Regex match exact words

Question

I want my regex to match ?ver and ?v, but not ?version

This is what I have so far: $parts = preg_split( "(\b\?ver\b|\b\?v\b)", $src );

I think the trouble might be how I escape the ?.

Answer 1

Building upon above answers, to match a word without being a part of another you can try \b(WORD_HERE)\b which in your case is \b(\?ver)\b this will allow ver and prevent version average

Answer 2

Try the following regex pattern;

(\?v(?:\b|(?:er(?!sion))))

Demo

This will allow ?ver and ?v, but will use a negative look-ahead to prevent matching if ?ver is followed by sion, as in your case ?version.

Answer 3

Your pattern tries to match a ? that is preceded with a word char, and since there is none, you do not have a match.

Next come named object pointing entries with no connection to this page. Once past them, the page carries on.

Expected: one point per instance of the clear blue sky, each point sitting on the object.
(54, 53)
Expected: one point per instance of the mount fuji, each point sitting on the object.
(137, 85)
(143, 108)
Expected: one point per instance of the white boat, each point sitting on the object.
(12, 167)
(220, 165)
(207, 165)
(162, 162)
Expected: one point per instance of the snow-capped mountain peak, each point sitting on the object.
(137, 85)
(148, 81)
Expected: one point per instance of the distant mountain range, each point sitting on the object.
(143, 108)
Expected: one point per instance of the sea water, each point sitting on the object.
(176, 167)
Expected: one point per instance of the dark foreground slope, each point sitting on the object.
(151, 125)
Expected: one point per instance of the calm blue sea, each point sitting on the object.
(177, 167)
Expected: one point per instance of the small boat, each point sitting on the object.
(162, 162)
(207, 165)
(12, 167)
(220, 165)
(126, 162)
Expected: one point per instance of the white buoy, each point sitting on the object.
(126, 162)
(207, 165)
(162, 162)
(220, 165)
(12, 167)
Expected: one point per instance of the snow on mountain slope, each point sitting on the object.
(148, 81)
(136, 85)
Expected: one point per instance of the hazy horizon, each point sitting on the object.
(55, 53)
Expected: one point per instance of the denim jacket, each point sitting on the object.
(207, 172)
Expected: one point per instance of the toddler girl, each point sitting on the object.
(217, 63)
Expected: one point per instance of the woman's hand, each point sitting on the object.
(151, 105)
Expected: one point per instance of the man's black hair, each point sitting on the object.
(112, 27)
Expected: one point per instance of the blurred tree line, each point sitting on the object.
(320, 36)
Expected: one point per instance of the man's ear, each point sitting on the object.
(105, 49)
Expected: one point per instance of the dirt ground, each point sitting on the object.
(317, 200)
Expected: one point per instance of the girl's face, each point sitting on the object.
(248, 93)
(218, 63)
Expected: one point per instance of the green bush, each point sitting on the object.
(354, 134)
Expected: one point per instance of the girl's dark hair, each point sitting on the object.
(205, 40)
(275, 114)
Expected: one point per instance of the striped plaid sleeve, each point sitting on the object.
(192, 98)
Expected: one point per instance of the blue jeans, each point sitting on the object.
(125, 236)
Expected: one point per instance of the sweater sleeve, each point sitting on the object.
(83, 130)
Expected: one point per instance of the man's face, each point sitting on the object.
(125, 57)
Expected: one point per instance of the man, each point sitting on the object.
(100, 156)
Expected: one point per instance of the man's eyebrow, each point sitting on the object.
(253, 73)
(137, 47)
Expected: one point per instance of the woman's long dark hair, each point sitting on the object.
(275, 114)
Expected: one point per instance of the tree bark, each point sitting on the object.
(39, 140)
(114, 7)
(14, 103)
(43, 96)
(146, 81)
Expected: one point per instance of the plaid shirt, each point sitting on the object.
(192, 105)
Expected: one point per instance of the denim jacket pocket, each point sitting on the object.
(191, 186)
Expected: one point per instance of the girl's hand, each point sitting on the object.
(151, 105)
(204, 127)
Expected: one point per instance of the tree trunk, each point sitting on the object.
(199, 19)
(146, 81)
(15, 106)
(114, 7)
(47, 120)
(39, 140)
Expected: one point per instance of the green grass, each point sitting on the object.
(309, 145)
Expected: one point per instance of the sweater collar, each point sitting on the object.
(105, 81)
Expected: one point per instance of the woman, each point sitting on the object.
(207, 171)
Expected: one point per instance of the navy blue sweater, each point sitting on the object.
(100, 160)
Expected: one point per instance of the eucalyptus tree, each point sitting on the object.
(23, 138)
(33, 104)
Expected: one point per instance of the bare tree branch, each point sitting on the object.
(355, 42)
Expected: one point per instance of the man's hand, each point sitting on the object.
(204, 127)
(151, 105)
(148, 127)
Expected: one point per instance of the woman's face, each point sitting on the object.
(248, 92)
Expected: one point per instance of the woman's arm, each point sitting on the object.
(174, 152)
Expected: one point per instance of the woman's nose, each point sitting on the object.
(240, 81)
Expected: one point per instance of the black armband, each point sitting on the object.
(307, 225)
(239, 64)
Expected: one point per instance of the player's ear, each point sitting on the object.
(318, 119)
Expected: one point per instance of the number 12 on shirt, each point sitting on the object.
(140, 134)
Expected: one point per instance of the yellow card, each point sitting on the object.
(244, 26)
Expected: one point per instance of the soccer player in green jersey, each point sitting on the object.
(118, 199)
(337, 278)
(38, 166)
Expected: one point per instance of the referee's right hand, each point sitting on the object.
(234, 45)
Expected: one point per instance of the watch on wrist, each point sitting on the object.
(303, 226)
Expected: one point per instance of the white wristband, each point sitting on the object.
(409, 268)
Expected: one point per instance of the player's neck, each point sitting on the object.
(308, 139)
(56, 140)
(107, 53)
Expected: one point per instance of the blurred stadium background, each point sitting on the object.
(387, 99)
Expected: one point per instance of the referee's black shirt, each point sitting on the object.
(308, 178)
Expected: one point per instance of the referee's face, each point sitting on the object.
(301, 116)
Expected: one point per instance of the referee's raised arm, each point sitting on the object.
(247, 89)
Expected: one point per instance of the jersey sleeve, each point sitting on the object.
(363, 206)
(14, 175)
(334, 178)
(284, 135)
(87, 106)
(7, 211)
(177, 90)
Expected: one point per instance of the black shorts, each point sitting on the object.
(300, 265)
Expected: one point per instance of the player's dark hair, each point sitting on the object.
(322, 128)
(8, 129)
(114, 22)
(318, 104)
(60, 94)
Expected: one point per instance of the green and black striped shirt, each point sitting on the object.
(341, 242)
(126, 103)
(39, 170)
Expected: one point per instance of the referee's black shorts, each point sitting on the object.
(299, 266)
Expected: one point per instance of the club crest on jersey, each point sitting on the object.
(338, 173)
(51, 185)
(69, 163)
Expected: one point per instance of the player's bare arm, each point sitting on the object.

Use the following pattern:

'/\?v(?:er)?\b/'

See the regex demo

Pattern details:

• \? - a literal ? char
• v(?:er)? - v or ver
• \b - a word boundary (i.e. there must be a non-word char (not a digit, letter or _) or end of string after v or ver).

Note you do not need the first (initial) word boundary as it is already there, between a ? (a non-word char) and v (a word char). You would need a word boundary there if the ? were optional.